To say that Sunday's penultimate episode of The Newsroom was not viewed favorably might be the understatement of the year.
The episode, which also saw the death of a major character, dealt with the highly sensitive but timely subject of rape on college campuses. Just last week Rolling Stone apologized for a story it published about an alleged rape at the University of Virginia and admitted it wasn't properly fact-checked before going to print.
The Newsroom has always ripped its stories from the headlines and showcased how situations could have been handled differently or more effectively, but there was no way for series creator Aaron Sorkin to know the Rolling Stone story would unravel just days before his own episode would air on HBO. He also had no way of knowing the allegations against Bill Cosby would resurface by the time the episode aired. Still it all came together to create the perfect storm.

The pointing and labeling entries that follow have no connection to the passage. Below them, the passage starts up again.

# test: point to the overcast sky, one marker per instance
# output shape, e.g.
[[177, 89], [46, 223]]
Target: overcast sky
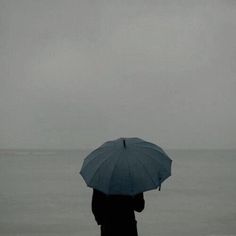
[[76, 73]]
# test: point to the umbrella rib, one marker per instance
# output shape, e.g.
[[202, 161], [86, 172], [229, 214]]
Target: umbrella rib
[[157, 150], [99, 167], [147, 171], [94, 156], [155, 159], [112, 172]]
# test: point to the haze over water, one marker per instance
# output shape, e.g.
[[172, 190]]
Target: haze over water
[[42, 193]]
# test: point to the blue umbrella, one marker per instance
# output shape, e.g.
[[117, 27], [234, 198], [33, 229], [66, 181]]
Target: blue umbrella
[[126, 166]]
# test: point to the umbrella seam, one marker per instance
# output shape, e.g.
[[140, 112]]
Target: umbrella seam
[[89, 161], [147, 172], [155, 159], [110, 154], [161, 151], [112, 172]]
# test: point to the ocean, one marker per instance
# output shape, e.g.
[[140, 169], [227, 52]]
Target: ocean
[[42, 193]]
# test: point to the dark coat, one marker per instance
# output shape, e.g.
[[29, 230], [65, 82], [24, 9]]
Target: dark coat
[[115, 213]]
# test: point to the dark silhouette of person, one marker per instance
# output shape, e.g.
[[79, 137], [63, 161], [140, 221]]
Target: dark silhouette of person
[[115, 213]]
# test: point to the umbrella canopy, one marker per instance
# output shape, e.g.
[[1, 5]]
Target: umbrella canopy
[[126, 166]]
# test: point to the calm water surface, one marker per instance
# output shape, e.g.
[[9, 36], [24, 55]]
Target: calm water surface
[[42, 193]]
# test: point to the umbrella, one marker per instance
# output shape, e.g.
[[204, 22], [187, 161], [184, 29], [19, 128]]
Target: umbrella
[[126, 166]]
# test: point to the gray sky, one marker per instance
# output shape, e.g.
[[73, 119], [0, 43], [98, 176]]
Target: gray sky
[[76, 73]]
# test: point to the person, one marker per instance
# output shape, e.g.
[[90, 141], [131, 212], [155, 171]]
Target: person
[[115, 213]]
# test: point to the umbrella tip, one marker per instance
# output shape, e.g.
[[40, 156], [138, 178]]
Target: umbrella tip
[[124, 143]]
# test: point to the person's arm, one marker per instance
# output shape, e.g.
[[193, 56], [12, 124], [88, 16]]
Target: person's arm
[[98, 206], [138, 202]]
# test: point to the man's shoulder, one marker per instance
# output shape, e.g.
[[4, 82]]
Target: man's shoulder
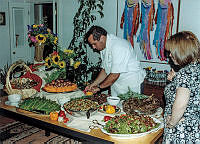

Not only did the episode have critics and fans ready to set their TVs on fire, but it even received pushback in the show's writers' room as well.
"When I tried to argue, in the writers' room, that we maybe skip the story line where a rape victim gets interrogated by a random man, I ended up getting kicked out of the room and screamed at just like Hallie would have for a 'bad tweet,'" she said. "I found the experience quite boring. I wanted to fight with Aaron about the NSA, not gender. I didn't like getting cast in his outdated role."
Sorkin issued a written response to Mediaite on Monday. He did not deny that he kicked Smith out of the writers' room, but maintained that he encourages disagreements and differences of opinions.
"Let me take a moment to say that I understand that the story in last night's episode ... has catalyzed some passionate debate this morning. I'm happy to hear it," Sorkin said. "It catalyzed some passionate debate in our writers' room too. Arguments in the writers room at The Newsroom are not only common, they're encouraged."
Noting that he engaged in a "healthy back and forth" with Smith about the issue, Sorkin eventually cited script deadlines for the reason he eventually dismissed Smith from the room. He also expressed disappointment that she would air her grievances in the public forum of Twitter, saying that she "casually violated the most important rule of working in a writers room which is confidentiality."
You can read Sorkin's full response below:
Let me take a moment to say that I understand that the story in last night's episode (305—"Oh Shenandoah") about Don trying to persuade a Princeton student named Mary (Sarah Sutherland) not to engage in a "Crossfire"-style segment on his show has catalyzed some passionate debate this morning. I'm happy to hear it.
It catalyzed some passionate debate in our writers room too. Arguments in the writers room at The Newsroom are not only common, they're encouraged. The staff's ability to argue with each other and with me about issues ranging from journalistic freedom vs. national security to whether or not Kat Dennings should come back and save the company is one of their greatest assets and something I look for during the hiring process. Ultimately I have to go into a room by myself and write the show but before I do I spend many days listening to, participating in and stoking these arguments. As with any show, I have to create a safe environment where people can disagree and no one fears having their voice drowned out or, worse, mocked.
Alena Smith, a staff writer who joined the show for the third season, had strong objections to the Princeton story and made those objections known to me and to the room. I heard Alena's objections and there was some healthy back and forth. After a while I needed to move on (there's a clock ticking) but Alena wasn't ready to do that yet. I gave her more time but then I really needed to move on. Alena still wouldn't let me do that so I excused her from the room.
The next day I wrote a new draft of the Princeton scenes—the draft you saw performed last night. Alena gave the new pages her enthusiastic support. So I was surprised to be told this morning that Alena had tweeted out her unhappiness with the story. But I was even more surprised that she had so casually violated the most important rule of working in a writers room which is confidentiality. It was a room in which people felt safe enough to discuss private and intimate details of their lives in the hope of bringing dimension to stories that were being pitched. That's what happens in writers rooms and while ours was the first one Alena ever worked in, the importance of privacy was made clear to everyone on our first day of work and was reinforced constantly. I'm saddened that she's broken that trust.